抄録
夏季を中心として山地の斜面より冷風を吹き出す場所を,風穴と呼ぶ。風穴の活用は,主に明治時代以降,蚕種の保存施設や果実の冷蔵庫として活用されていた。近年は電気冷蔵庫普及によって,使用事例は少なくなった。しかし,現代でも,観光スポットとしての活用や,災害等による停電の際も継続して研究用の蚕種を冷蔵保存できるよう,風穴をバックアップ冷蔵庫として活用している事例もある。
また,風穴は上記のような人間による利活用以外にも生態系維持の面で重要な役割を果たしている.風穴に面した空間の気温や地温は低温に維持されており,低温環境に適応した動植物の隔離分布地として機能している(Růžička et al. 2012).
風穴は,周辺の気温等をはじめとする気候条件によって温度が左右される可能性があり,その場合は温暖化等の影響による風穴温度変化が生じることも考えられる。
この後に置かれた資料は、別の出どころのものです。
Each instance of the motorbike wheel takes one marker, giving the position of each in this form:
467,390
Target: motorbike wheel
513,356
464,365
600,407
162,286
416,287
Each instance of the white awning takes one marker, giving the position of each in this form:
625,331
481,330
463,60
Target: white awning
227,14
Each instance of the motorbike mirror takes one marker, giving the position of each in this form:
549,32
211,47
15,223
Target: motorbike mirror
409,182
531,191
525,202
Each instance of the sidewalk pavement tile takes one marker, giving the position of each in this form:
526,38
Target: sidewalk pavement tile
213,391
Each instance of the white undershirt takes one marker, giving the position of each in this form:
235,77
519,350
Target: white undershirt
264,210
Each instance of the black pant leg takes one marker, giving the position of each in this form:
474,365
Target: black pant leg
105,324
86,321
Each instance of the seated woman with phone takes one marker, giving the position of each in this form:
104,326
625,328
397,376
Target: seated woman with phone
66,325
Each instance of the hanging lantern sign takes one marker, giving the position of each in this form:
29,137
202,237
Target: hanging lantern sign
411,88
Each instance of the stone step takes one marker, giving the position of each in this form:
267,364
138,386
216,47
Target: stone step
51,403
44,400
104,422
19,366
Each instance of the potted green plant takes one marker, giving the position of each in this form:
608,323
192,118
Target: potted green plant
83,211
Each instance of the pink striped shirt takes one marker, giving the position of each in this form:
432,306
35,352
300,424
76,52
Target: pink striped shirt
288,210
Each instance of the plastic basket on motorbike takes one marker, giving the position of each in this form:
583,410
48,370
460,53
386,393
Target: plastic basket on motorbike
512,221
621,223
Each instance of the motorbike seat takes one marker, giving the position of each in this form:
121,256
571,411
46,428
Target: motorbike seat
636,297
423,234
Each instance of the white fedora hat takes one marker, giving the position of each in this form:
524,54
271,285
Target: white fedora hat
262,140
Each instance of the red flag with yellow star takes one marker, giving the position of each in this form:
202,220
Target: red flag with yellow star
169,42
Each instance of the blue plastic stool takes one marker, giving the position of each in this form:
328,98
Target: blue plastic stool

そこで,複数の風穴にて観測を行い,周辺気候条件と風穴温度の関係を整理することが,まず重要であると考えられる。
筆者は四国地方の温暖な気候条件下における風穴温度観測を継続しているが,2020 年度に新潟県津南町で風穴観測を行う機会があり観測を実施,幅広い気候条件下での風穴観測事例の拡充を行った。